Mit intelligenten Insekten, problematischen Pflanzen und bedrohten Bäumen ins Finale des Schülerwettbewerbs 2011

Wie kann man Ressourcen sinnvoller einsetzen? Indem man Ameisenheuristiken zur Optimierung der Energieversorgung verwendet, Biogasanlagen mit Japanknöterich befüllt und nachhaltige Holzwirtschaft betreibt. Für diese drei Forschungsarbeiten entschieden sich die Juroren der TU München beim gestrigen Vorentscheid des Schülerwettbewerbs der Siemens Stiftung. Die insgesamt vier Schülerinnen und Schüler aus Leipzig, Bayreuth und Bad Kötzting haben sich damit für das Finale vom 02. bis 04. April 2011 in München qualifiziert. Dort treten sie gegen die Gewinner der Vorentscheide an der TU Berlin und der RWTH Aachen an.

„Das Thema Ressourcenschonung haben wir ausgewählt, weil es so viele Ansatzpunkte gibt. Ich finde es schön, dass die Jugendlichen dieses Angebot auch genutzt haben und bei ihren Projekten in ganz verschiedene Richtungen gegangen sind“, freut sich Christa Mühlbauer, Projektleiterin bei der Siemens Stiftung.


Prof. Dr. Oliver Junge, der als Professor für Angewandte Mathematik an der Technischen Universität München bereits zum fünften Mal Arbeiten für den Schülerwettbewerb begutachtet hat, ist vor allem von der Professionalität der Teilnehmer begeistert: „Da kommen junge Leute, zum Teil erst in der 10. Klasse, und halten ganz souverän einen Vortrag über ein selbst erarbeitetes, komplexes Thema. Hut ab!“


Im diesjährigen Finale vertreten sind Patricia Wienert vom Richard-Wagner-Gymnasium Bayreuth (Thema: Fallopia japonica als alternative Energiepflanze zum Mais), Marvin Franke und Christian Müller von der Wilhelm-Ostwald-Schule Leipzig (Optimierung der Energieversorgung durch Ameisenheuristiken) sowie Simon Kollross vom Benedikt-Stattler-Gymnasium Bad Kötzting (Thema: Die Veränderungen des Oberen Bayerischen Waldes durch die Nutzung von Holz als Energieträger). Für ihn war sein Projekt eine Herzensangelegenheit: „Ich habe festgestellt, dass in der Region Cham immer mehr Holz geschlagen und verheizt wird. Da wollte ich einfach wissen, ob das auf lange Sicht gut geht.“

Die drei Gewinnerteams werden für ihre Arbeiten mit jeweils 2.500 EUR honoriert. Zusätzlich erhält jede betreuende Lehrkraft 1.500 EUR für ihren Fachbereich.
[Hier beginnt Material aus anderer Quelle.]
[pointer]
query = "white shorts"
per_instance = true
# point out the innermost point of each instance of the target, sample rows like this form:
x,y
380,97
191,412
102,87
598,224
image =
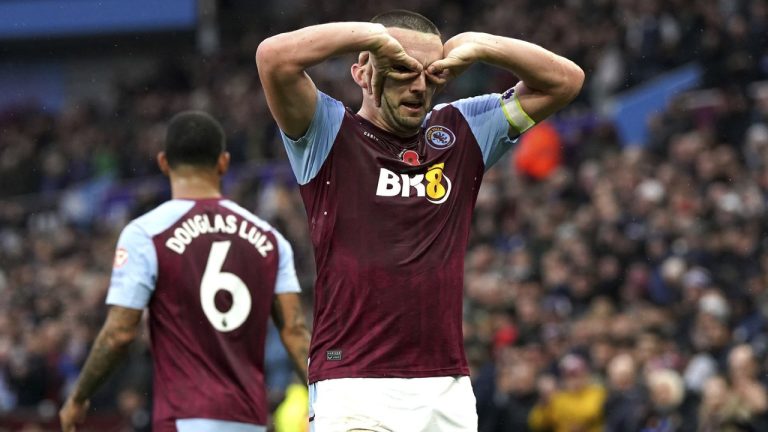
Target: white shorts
x,y
209,425
438,404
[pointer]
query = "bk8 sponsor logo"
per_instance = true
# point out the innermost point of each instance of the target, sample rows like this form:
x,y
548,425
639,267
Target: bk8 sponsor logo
x,y
434,185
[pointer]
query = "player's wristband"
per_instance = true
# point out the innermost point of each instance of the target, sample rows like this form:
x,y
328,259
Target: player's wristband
x,y
514,112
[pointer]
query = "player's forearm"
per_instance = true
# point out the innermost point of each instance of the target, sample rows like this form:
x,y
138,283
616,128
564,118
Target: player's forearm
x,y
298,50
539,69
296,341
107,352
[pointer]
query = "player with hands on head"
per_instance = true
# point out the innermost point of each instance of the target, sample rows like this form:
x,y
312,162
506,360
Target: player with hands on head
x,y
210,273
389,192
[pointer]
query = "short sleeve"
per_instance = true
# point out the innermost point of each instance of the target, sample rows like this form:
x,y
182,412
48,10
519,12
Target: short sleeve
x,y
308,153
495,130
134,270
286,281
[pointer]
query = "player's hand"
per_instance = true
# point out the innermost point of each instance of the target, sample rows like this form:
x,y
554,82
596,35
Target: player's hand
x,y
72,414
459,53
388,61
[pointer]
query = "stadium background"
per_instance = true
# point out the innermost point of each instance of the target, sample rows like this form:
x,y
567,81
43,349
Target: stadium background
x,y
629,230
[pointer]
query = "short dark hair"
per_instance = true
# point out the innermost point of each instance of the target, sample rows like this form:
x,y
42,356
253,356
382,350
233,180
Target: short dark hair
x,y
408,20
194,138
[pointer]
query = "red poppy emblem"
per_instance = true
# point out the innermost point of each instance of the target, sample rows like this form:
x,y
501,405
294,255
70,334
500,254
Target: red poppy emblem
x,y
411,157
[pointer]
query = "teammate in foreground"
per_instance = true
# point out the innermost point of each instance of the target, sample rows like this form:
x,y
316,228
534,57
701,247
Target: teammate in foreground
x,y
209,271
389,193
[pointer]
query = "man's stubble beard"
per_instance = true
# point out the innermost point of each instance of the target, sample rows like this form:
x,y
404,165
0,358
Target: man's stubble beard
x,y
406,125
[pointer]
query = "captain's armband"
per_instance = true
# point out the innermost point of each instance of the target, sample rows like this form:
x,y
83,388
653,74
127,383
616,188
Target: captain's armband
x,y
516,116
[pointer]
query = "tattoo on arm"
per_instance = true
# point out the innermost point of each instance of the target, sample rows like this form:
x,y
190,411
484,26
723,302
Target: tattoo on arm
x,y
108,350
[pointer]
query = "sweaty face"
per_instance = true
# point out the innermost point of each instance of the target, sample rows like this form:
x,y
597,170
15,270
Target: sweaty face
x,y
405,102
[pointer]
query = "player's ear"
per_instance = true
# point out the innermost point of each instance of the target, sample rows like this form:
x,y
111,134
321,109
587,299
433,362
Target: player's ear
x,y
162,163
360,69
223,163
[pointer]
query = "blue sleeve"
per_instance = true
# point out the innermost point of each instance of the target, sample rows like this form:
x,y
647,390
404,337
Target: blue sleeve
x,y
489,124
308,153
286,282
134,271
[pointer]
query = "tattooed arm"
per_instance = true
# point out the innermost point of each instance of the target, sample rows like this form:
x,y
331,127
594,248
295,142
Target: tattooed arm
x,y
119,330
289,319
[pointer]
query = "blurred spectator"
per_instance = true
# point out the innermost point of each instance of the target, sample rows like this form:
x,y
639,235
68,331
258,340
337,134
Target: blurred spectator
x,y
626,399
577,405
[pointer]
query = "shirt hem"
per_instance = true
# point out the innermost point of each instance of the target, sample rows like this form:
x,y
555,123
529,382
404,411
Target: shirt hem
x,y
322,376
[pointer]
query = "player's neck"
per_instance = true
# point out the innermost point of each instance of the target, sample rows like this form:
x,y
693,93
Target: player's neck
x,y
195,186
375,118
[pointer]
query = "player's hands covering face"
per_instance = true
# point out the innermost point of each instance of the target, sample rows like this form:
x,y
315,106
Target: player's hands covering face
x,y
459,53
388,61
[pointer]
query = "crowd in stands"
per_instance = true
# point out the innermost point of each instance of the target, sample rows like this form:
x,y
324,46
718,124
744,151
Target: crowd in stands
x,y
624,290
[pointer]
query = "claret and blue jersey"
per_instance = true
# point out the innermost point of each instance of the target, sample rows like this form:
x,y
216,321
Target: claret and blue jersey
x,y
389,219
208,271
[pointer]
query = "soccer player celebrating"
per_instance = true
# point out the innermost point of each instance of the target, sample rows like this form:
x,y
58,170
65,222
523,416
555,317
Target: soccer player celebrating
x,y
389,193
209,271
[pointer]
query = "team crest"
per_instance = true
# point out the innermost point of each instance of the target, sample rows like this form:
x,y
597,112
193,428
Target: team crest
x,y
410,157
121,257
439,137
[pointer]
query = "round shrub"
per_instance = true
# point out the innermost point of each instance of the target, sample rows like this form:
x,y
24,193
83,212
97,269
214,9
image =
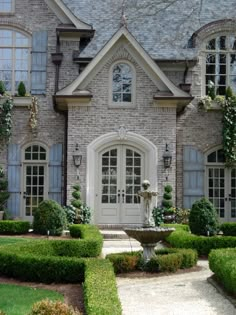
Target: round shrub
x,y
49,216
47,307
203,219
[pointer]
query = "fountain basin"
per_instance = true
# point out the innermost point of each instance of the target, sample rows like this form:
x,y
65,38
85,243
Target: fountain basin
x,y
148,238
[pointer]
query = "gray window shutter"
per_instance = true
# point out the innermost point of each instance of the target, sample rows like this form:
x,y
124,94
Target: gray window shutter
x,y
39,62
55,173
193,176
13,172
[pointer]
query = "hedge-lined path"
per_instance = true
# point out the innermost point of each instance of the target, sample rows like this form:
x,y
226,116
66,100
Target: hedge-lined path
x,y
175,294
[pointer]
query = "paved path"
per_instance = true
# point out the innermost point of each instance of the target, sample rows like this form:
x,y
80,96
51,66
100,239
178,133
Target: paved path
x,y
182,294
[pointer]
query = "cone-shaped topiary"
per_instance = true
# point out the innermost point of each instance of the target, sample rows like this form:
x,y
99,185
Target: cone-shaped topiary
x,y
49,216
2,88
167,197
203,219
4,194
21,89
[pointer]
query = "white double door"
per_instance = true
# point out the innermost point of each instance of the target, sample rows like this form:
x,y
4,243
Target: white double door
x,y
121,171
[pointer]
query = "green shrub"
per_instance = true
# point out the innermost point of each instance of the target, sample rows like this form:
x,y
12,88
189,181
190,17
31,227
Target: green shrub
x,y
203,244
100,293
2,88
228,228
203,219
14,227
167,259
4,194
21,89
49,216
47,307
223,263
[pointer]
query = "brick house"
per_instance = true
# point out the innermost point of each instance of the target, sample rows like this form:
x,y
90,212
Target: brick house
x,y
118,85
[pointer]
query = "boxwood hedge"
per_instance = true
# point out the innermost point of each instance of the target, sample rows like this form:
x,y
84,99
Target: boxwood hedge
x,y
203,244
168,259
10,227
228,228
223,263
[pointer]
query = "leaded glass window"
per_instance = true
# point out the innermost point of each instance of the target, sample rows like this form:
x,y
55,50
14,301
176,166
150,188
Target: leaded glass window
x,y
14,59
221,64
122,80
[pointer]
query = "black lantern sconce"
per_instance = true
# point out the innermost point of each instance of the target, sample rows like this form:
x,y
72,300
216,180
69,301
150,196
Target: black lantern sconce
x,y
77,158
167,158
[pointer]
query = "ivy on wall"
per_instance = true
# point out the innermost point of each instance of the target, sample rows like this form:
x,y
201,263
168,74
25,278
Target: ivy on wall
x,y
6,118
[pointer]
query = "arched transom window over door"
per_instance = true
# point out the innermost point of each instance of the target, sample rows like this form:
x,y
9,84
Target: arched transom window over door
x,y
220,64
34,178
221,185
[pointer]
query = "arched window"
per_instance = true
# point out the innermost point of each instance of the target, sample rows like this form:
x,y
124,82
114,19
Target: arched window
x,y
6,6
122,84
14,59
220,64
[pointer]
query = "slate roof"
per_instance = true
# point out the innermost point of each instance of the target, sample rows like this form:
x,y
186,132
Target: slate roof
x,y
163,30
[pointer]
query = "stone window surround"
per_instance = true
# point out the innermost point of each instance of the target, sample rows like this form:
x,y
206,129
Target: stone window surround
x,y
12,11
122,105
29,46
205,51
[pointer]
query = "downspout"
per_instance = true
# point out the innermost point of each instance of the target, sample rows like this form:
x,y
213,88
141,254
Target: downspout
x,y
57,60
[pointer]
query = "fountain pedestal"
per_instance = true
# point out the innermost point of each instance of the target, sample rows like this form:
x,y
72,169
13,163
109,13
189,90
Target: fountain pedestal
x,y
148,238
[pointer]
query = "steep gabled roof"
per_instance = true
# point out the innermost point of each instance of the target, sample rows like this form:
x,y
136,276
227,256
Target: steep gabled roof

Insgesamt hatten sich 400 Jugendliche mit 200 Projekten zum Wettbewerb angemeldet. Erstmals stand der Wettbewerb auch Teilnehmern aus Österreich, der Schweiz und von Deutschen Auslandsschulen in Europa offen. 116 Arbeiten aus sechs Ländern wurden eingereicht und an den Partner-Universitäten bewertet.


Weitere Informationen unter: www.siemens-stiftung.org/schuelerwettbewerb

In der Anlage finden Sie Informationen zu den Forschungsarbeiten der Gewinnerteams.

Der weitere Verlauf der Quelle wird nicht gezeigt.